The Play: Locker's got to do better here. There's room to slide in the pocket. He's got his receiver in single coverage on the outside. Given the situation, he needs to let this ball fly. Watch the replay for a better view.
(11:13) Pre-Snap: "12" Personnel, Pro Style formation. Two receivers left. Two TE's right. Back motions to empty.
The Play: The slot receiver is the read the whole way. His defender is in man and the receiver has inside leverage. He runs a great post route that's inside his defender, but keeps distance from the opposing safety. Despite throwing off his back foot, Locker makes an accurate throw here. While you can't blame Jake considering the atrocious line play, he needs to be aware that this throw cannot be made at the NFL level.

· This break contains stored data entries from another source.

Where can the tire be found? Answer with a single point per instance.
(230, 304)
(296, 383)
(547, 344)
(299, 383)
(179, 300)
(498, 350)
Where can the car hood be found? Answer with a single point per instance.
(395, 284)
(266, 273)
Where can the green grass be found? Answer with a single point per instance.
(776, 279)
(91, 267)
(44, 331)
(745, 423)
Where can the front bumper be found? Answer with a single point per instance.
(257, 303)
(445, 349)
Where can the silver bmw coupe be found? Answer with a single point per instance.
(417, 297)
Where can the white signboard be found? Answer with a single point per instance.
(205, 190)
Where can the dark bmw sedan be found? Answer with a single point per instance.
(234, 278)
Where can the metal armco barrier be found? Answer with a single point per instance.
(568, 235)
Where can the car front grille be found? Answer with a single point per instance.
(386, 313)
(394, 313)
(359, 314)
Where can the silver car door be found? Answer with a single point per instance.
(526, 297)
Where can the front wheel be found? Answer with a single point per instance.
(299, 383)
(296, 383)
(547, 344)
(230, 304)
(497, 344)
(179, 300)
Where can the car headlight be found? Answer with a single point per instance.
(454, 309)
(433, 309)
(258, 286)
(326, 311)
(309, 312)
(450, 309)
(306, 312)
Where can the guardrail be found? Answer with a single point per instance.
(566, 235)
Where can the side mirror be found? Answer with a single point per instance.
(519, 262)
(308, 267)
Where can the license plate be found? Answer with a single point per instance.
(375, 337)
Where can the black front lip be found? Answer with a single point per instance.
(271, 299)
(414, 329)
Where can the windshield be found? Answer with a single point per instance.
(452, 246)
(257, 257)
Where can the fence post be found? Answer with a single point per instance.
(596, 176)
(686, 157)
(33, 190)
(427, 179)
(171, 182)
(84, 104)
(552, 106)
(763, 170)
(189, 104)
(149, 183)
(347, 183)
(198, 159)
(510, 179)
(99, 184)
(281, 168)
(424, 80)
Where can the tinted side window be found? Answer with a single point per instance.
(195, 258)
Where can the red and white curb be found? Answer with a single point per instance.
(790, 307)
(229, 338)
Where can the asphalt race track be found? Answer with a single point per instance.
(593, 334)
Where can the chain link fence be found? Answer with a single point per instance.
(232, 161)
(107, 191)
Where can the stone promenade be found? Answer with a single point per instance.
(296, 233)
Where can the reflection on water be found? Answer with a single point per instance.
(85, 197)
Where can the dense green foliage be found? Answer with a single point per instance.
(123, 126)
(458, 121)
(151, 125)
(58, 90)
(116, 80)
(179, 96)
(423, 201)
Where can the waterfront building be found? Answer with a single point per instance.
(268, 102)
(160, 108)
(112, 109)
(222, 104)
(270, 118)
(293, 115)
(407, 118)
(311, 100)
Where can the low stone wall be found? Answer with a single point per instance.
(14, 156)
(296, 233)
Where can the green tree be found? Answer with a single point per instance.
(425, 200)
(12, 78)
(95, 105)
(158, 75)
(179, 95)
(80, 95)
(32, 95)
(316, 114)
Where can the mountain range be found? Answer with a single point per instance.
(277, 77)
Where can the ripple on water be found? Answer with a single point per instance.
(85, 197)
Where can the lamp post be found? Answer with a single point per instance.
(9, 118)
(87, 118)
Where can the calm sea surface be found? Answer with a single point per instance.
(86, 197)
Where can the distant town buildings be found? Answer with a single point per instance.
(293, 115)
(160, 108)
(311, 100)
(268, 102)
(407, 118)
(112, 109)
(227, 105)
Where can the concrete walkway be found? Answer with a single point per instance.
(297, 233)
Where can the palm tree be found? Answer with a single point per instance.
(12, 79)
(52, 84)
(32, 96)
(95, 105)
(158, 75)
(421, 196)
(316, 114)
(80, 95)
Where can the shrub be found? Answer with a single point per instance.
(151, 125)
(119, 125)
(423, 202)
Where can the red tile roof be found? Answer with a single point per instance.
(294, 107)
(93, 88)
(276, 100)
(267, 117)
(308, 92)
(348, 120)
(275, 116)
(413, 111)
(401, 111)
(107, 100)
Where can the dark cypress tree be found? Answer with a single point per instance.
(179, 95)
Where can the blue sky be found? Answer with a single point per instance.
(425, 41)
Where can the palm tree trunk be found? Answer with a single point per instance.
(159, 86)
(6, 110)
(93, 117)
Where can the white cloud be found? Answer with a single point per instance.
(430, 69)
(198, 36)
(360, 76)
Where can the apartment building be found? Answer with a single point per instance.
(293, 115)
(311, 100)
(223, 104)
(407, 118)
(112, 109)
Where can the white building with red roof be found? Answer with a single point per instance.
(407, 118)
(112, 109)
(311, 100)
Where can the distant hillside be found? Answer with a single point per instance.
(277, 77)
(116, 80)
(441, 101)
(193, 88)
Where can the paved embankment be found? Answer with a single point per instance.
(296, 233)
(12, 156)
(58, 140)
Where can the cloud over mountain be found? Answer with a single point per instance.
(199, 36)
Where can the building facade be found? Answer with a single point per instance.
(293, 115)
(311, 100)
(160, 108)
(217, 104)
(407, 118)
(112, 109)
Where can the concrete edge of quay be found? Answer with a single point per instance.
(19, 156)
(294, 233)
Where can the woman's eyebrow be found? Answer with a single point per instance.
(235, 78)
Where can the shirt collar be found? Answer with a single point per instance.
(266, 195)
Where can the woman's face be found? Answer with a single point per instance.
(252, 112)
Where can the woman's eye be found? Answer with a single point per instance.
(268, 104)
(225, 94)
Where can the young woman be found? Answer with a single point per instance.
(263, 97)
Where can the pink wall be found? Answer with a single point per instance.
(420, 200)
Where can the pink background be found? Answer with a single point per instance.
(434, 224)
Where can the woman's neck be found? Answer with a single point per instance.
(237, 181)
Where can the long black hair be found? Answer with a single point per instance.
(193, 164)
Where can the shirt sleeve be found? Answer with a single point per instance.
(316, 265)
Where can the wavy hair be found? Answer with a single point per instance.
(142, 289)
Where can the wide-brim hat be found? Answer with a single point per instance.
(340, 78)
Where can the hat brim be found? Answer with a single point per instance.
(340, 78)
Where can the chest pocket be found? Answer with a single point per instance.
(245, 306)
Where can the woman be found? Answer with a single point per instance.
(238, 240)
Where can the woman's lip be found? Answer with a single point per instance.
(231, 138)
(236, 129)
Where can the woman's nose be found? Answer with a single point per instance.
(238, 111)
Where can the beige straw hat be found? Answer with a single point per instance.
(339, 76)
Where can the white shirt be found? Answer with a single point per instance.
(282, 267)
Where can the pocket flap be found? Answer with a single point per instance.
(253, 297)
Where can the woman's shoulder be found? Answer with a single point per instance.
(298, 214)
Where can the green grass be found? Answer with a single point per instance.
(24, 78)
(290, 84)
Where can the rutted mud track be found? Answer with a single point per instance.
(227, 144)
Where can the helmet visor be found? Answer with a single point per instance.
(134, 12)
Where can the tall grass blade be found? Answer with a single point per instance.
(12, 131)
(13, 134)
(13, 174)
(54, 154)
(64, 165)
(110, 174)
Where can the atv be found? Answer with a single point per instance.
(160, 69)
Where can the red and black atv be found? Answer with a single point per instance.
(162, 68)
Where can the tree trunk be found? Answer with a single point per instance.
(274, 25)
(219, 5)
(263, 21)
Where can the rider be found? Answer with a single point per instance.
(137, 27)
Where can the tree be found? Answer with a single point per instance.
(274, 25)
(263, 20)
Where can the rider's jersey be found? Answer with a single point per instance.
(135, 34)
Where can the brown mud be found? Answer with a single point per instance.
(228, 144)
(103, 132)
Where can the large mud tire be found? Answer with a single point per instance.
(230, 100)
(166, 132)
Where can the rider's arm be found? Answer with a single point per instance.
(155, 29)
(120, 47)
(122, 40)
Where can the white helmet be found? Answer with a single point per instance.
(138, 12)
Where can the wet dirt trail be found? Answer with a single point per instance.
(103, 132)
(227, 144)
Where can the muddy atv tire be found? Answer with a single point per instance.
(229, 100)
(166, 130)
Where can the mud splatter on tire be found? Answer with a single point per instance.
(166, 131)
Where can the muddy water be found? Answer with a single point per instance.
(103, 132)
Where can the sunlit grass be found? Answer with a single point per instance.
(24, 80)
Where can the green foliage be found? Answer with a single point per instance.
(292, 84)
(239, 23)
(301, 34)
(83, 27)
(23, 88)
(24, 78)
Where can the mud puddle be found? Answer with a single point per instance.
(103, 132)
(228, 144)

(11:57) Pre-Snap: Empty Package, Shotgun formation. Three receivers bunched right. Two receivers split out left. Five guys are on the line of scrimmage. Seven total in the box. It appears that at least five are rushing, possibly six. Strong side safety could be helping over the top, but he's far enough over that he has eliminated himself from the weakside of the play.

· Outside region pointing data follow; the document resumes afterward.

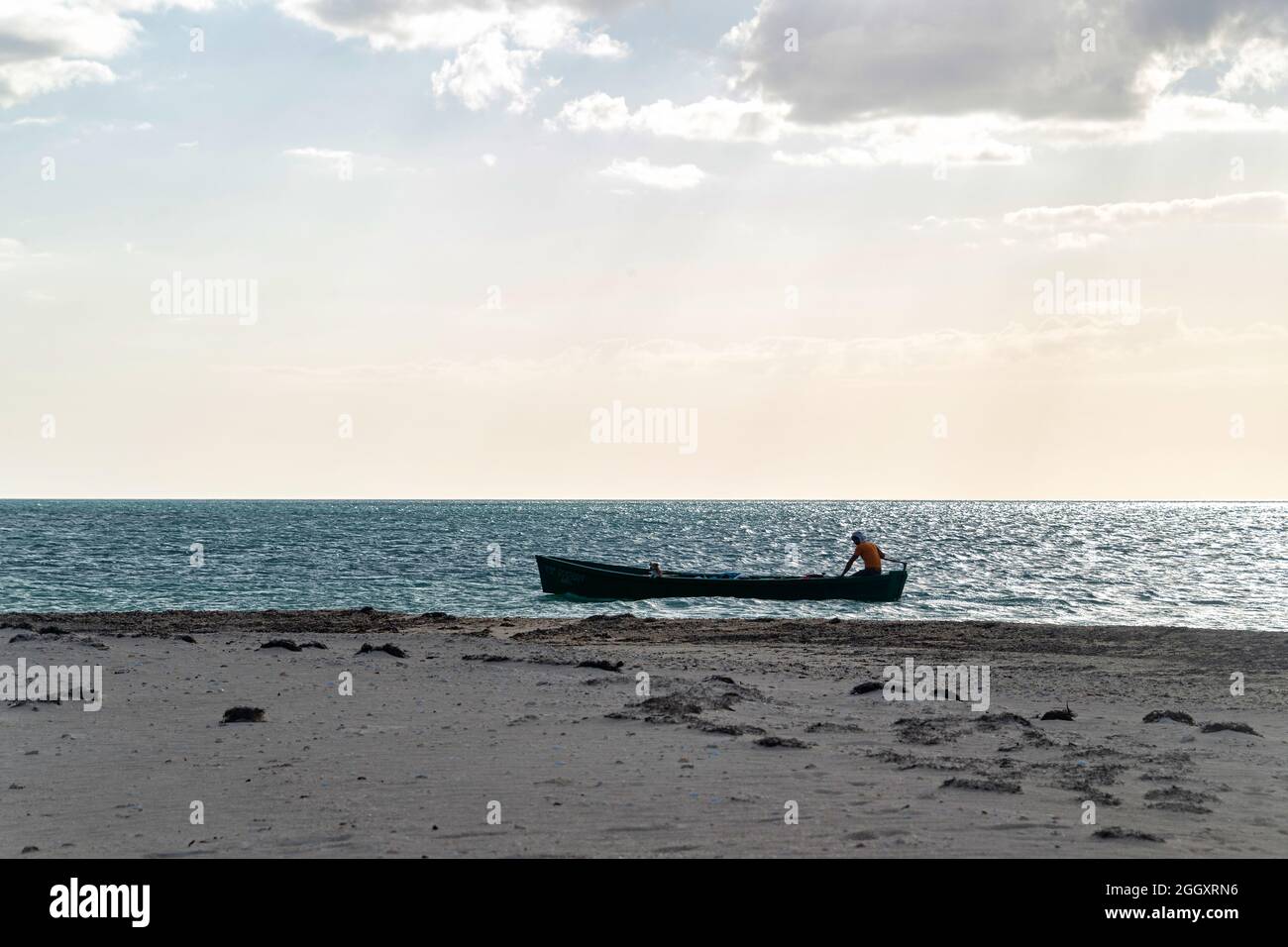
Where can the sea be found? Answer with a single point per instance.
(1199, 565)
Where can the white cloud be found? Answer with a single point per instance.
(709, 120)
(643, 171)
(485, 71)
(50, 46)
(321, 154)
(496, 44)
(1260, 64)
(37, 121)
(1016, 56)
(1254, 208)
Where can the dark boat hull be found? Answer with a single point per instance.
(601, 581)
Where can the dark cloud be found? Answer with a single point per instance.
(949, 56)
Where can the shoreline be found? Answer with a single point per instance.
(742, 718)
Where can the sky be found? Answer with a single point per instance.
(913, 249)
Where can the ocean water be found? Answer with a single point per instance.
(1136, 564)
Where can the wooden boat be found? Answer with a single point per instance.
(596, 579)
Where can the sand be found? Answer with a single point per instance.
(745, 724)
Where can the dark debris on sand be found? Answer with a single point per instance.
(986, 785)
(244, 715)
(687, 702)
(1059, 714)
(603, 665)
(387, 648)
(1234, 727)
(1120, 832)
(1176, 799)
(1176, 715)
(784, 742)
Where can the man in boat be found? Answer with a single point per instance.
(868, 552)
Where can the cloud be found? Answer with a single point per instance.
(496, 46)
(37, 121)
(1160, 344)
(1256, 208)
(1016, 56)
(485, 71)
(50, 46)
(642, 171)
(709, 120)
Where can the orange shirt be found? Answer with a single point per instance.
(871, 556)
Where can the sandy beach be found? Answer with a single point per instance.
(545, 727)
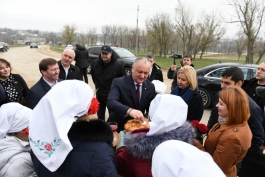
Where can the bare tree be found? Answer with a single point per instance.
(213, 32)
(160, 28)
(259, 48)
(91, 36)
(250, 14)
(183, 26)
(122, 32)
(69, 34)
(240, 43)
(113, 35)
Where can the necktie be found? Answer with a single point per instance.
(137, 94)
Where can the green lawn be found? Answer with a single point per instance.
(165, 63)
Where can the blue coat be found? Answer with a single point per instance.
(92, 154)
(122, 96)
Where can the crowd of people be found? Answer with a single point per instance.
(48, 130)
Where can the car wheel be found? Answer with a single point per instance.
(206, 97)
(128, 70)
(88, 70)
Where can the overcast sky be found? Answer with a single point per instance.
(52, 15)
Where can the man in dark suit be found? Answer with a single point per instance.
(2, 94)
(81, 60)
(50, 75)
(131, 95)
(67, 70)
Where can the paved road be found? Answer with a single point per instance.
(25, 61)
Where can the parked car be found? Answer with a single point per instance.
(209, 79)
(33, 45)
(124, 55)
(3, 47)
(69, 47)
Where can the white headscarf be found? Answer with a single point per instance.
(180, 159)
(167, 112)
(53, 117)
(13, 118)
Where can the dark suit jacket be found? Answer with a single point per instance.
(123, 96)
(36, 92)
(2, 94)
(73, 72)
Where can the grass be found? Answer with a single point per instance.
(17, 45)
(165, 63)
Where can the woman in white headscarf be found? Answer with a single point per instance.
(168, 114)
(178, 159)
(15, 160)
(64, 142)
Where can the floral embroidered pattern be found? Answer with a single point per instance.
(47, 148)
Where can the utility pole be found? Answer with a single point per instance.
(137, 32)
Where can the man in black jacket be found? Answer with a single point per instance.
(81, 60)
(67, 70)
(234, 76)
(155, 72)
(173, 70)
(103, 71)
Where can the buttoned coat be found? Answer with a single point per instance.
(122, 96)
(228, 145)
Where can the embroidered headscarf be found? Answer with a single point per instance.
(180, 159)
(53, 117)
(167, 112)
(13, 118)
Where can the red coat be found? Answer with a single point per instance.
(129, 166)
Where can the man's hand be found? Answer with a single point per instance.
(173, 67)
(136, 114)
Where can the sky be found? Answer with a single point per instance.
(52, 15)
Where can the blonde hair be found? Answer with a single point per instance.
(191, 75)
(237, 103)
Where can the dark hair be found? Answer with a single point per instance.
(78, 45)
(187, 56)
(237, 104)
(235, 73)
(45, 63)
(5, 61)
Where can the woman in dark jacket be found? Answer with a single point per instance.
(14, 85)
(81, 60)
(187, 90)
(64, 142)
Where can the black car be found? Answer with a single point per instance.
(209, 79)
(124, 56)
(33, 45)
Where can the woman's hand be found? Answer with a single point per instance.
(137, 115)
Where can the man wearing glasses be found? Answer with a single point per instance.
(155, 72)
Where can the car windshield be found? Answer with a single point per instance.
(123, 53)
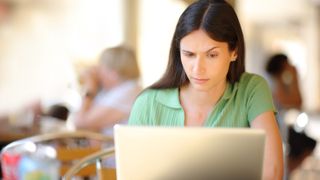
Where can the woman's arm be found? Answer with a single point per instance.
(273, 156)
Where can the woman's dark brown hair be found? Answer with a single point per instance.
(219, 20)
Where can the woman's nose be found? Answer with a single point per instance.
(199, 65)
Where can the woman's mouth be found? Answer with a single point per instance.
(199, 80)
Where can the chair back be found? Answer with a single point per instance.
(95, 158)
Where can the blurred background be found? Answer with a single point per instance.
(46, 43)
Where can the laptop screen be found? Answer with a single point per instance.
(148, 153)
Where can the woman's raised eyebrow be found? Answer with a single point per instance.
(186, 51)
(212, 48)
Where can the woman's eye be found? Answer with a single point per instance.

The Play: Six blitzers come. The blitz pick up is absolutely horrid, with the offensive line double teaming two defenders and basically allowing two others to come as free rushers. The weakside receivers are running a smash concept. This route combination (outside receiver hitches, inside receiver runs a corner route) is usually used against Cover 2 as it basically makes the underneath corner commit to a receiver. As we've seen, Sark loves the two man game. In this case, though, the defense isn't in Cover 2. They are in heads up man defense on the weak side, with no help over the top. The slot receiver, Kearse, runs a great route. The rush beats down on Locker quickly.
They talk about this specific play with Gruden:
Gruden: I guess you guys don't have hots, huh?
Locker: If I felt like I needed a hot outlet up here, I could give him a signal hot. But, Coach said if you feel like he's coming from depth, and you get retreat and get the ball off to the corner, do it.
Locker does just that. A nitpicker would say he should have signaled hot, but it's hard to argue with the result. This is a big time throw in a pressure situation. Even off his back foot, this ball is accurate and with good velocity.
This game was certainly a fun one to watch as a Locker fan. He makes some great throws and his athleticism is on display, front and center. From that perspective, this game tells me that Locker has the physical tools to do everything required of him at the NFL level, and then some.
Still, he appears to still be a work in progress on the mental side of things. He's not making many bone headed mistakes, which is obviously a positive. But, you're also not seeing many hots and audibles at the line of scrimmage. I also didn't see any throws where he was manipulating the defense with his eyes and then throwing elsewhere. Generally, he's going to a first or second read as called in the huddle. Still, I can't beat him up too much. The line play doesn't give much time to get to a third progression, and most of the plays are shorter routes that don't require defensive manipulation.
All in all, this is a game that should encourage Titans fans. The "rawness" of Locker is expected given his inexperience in a traditional passing offense. While that probably means that he's going to be limited in his command of the offense early on, it also means that a seasoned coach like Palmer shouldn't have to spend too much time coaching out bad habits. For better or worse, he's Palmer's to mold. And, given our offensive coordinator's history, that's something to be excited about.